E quello dello zio? (_ziatico _ ...)


----------



## Sempervirens

francisgranada said:


> E quello dello zio? (_ziatico _ ...)



Ciao, Francis! Treccani così si esprime:   http://www.treccani.it/vocabolario/tag/nipote/

Dunque dobbiamo dedurre che potremmo benissimo usare nievo per definire il nipote da parte di zii. Tuttavia le cose stanno diversamente.
 Ecco, se tu mi dovessi chiedere quali parole, distinte, userei per definire il nipote del nonno o quello degli zii, ti risponderei _abiatico _per il primo caso e _barbanico_ per il secondo. Il perché dell'oscuro barbanico lo spiego con questo:

http://www.treccani.it/vocabolario/barbano/

Mi scuso con gli amici del forum per questo scherzoso tentativo di creatività lessicale.
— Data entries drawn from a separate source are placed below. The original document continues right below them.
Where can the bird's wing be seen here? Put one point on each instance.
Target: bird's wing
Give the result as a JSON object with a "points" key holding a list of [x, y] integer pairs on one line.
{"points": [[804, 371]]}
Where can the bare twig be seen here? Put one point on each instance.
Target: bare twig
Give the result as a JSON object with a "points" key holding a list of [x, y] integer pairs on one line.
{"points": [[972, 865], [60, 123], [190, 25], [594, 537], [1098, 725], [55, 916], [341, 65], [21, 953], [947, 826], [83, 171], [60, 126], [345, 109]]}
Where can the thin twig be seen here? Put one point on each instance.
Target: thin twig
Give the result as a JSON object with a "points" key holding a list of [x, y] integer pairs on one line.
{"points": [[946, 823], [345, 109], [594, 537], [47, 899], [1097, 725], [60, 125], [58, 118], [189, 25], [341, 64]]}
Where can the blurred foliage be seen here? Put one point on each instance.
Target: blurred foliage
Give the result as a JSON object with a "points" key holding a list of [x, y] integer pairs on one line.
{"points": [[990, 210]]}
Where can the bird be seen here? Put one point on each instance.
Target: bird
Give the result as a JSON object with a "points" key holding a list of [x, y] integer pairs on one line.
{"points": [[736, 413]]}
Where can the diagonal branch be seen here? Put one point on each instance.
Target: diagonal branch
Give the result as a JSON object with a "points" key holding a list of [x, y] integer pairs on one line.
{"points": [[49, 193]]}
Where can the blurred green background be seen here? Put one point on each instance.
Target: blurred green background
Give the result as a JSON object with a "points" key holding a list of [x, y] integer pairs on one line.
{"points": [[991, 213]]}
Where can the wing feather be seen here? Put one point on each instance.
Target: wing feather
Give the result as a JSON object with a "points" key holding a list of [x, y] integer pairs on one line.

P.S Ho trovato questa discussione nella quale viene usata la parola abiatico:

http://forum.wordreference.com/showthread.php?t=575338&page=9&highlight=abiatico

S.V


----------



## giginho

Amici,

Penso che sia utile sottolineare per i non madrelingua (escluso Francis che è madrelingua ad honorem) che abiatico è di scarsa frequenza nel parlato comune (google riporta poco più di 9000 risultati). Personalmente non l'ho mai sentito usare e non l'ho mai usato, ricavando dal contesto se nipote di nonno o di zio.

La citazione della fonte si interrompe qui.